Convercent
- Type: Privately held
- Industry: Governance, Risk Management, and Compliance
- Founded: 2012; 14 years ago
- Founders: Patrick Quinlan and Barclay Friesen
- Headquarters: Denver, Colorado, United States
- Key people: Patrick Quinlan, CEO
- Number of employees: 150 (2021)
- Parent: EQS Group
- Website: www.convercent.com

= Convercent =

US software company

Convercent is an American software company that helps companies design and implement compliance programs.

The company's governance, risk management and compliance (GRC) software integrates the management of corporate compliance risk, cases, disclosures, training and policies. The company is based in Denver, Colorado and delivers its software using the software as a service model.

==History==
The company was founded in 2012 by Patrick Quinlan and Barclay Friesen.

In January 2013, Convercent received $10.2 million in funding, led by Azure Capital Partners and Mantucket Capital and with participation from City National Bank.

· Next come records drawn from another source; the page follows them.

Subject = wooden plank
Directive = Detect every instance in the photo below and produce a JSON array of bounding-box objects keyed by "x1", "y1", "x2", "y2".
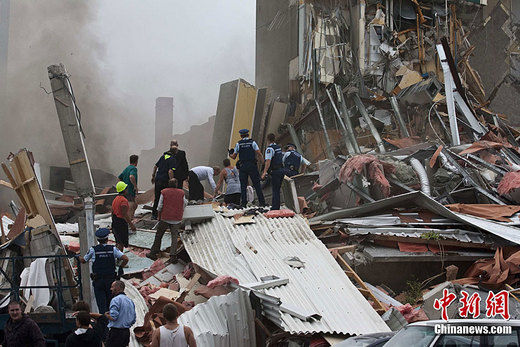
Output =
[
  {"x1": 24, "y1": 295, "x2": 35, "y2": 313},
  {"x1": 0, "y1": 179, "x2": 13, "y2": 189},
  {"x1": 336, "y1": 255, "x2": 386, "y2": 313},
  {"x1": 15, "y1": 153, "x2": 53, "y2": 224},
  {"x1": 176, "y1": 273, "x2": 201, "y2": 303},
  {"x1": 7, "y1": 150, "x2": 77, "y2": 300},
  {"x1": 2, "y1": 162, "x2": 30, "y2": 212},
  {"x1": 149, "y1": 288, "x2": 180, "y2": 300},
  {"x1": 505, "y1": 284, "x2": 520, "y2": 304},
  {"x1": 328, "y1": 245, "x2": 356, "y2": 254},
  {"x1": 12, "y1": 155, "x2": 38, "y2": 217}
]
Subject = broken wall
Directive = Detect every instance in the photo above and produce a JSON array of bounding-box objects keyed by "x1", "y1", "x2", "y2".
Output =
[
  {"x1": 255, "y1": 0, "x2": 298, "y2": 100},
  {"x1": 466, "y1": 0, "x2": 520, "y2": 124},
  {"x1": 209, "y1": 79, "x2": 263, "y2": 167}
]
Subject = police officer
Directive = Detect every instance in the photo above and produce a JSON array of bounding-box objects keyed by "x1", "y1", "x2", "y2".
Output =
[
  {"x1": 80, "y1": 228, "x2": 129, "y2": 314},
  {"x1": 261, "y1": 133, "x2": 285, "y2": 210},
  {"x1": 283, "y1": 143, "x2": 310, "y2": 177},
  {"x1": 229, "y1": 128, "x2": 266, "y2": 207}
]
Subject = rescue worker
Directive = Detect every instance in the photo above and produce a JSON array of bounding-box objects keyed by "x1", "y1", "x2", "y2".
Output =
[
  {"x1": 187, "y1": 166, "x2": 220, "y2": 201},
  {"x1": 151, "y1": 143, "x2": 177, "y2": 219},
  {"x1": 112, "y1": 182, "x2": 136, "y2": 252},
  {"x1": 147, "y1": 178, "x2": 187, "y2": 263},
  {"x1": 170, "y1": 140, "x2": 189, "y2": 189},
  {"x1": 261, "y1": 133, "x2": 285, "y2": 210},
  {"x1": 229, "y1": 129, "x2": 266, "y2": 207},
  {"x1": 283, "y1": 143, "x2": 310, "y2": 177},
  {"x1": 118, "y1": 154, "x2": 139, "y2": 219},
  {"x1": 80, "y1": 228, "x2": 129, "y2": 315}
]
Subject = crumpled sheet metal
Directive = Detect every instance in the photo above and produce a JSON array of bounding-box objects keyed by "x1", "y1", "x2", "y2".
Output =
[
  {"x1": 454, "y1": 248, "x2": 520, "y2": 289},
  {"x1": 124, "y1": 279, "x2": 148, "y2": 347},
  {"x1": 312, "y1": 191, "x2": 520, "y2": 245},
  {"x1": 178, "y1": 289, "x2": 256, "y2": 347},
  {"x1": 446, "y1": 203, "x2": 520, "y2": 222},
  {"x1": 182, "y1": 213, "x2": 390, "y2": 335}
]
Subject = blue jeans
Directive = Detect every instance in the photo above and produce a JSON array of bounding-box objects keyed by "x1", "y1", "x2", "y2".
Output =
[
  {"x1": 93, "y1": 276, "x2": 114, "y2": 314},
  {"x1": 239, "y1": 161, "x2": 265, "y2": 206},
  {"x1": 270, "y1": 169, "x2": 285, "y2": 210}
]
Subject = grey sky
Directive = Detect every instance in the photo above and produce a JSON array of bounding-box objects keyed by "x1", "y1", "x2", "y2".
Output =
[
  {"x1": 94, "y1": 0, "x2": 256, "y2": 139},
  {"x1": 0, "y1": 0, "x2": 255, "y2": 176}
]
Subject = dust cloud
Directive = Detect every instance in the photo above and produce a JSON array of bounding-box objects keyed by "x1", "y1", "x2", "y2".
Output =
[{"x1": 0, "y1": 1, "x2": 146, "y2": 175}]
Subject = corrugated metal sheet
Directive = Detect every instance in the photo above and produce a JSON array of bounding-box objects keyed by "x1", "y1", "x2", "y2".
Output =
[
  {"x1": 182, "y1": 213, "x2": 390, "y2": 335},
  {"x1": 124, "y1": 279, "x2": 148, "y2": 347},
  {"x1": 178, "y1": 288, "x2": 256, "y2": 347}
]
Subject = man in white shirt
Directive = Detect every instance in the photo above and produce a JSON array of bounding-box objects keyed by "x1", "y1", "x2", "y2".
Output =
[{"x1": 187, "y1": 166, "x2": 221, "y2": 201}]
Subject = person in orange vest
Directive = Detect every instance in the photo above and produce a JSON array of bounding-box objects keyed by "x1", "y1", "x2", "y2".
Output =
[
  {"x1": 112, "y1": 182, "x2": 136, "y2": 252},
  {"x1": 146, "y1": 178, "x2": 187, "y2": 263}
]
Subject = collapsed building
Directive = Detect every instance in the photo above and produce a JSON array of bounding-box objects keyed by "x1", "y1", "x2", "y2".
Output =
[{"x1": 3, "y1": 0, "x2": 520, "y2": 346}]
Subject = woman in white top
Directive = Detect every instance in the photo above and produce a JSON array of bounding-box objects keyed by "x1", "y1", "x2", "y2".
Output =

In October 2013, Convercent raised $10M in Series B funding led by Sapphire Ventures (formerly SAP Ventures), with participation from existing investors Azure Capital Partners, Rho Capital Partners, and Mantucket Capital.

In March 2021, Convercent was acquired by Atlanta-based “trust intelligence” software company OneTrust.

In December 2024 Convercent was sold by OneTrust to EQS Group, a Germany-based provider of corporate compliance and investor relations software.

Convercent has customers in more than 130 countries, including Philip Morris International, CH2M Hill and Under Armour.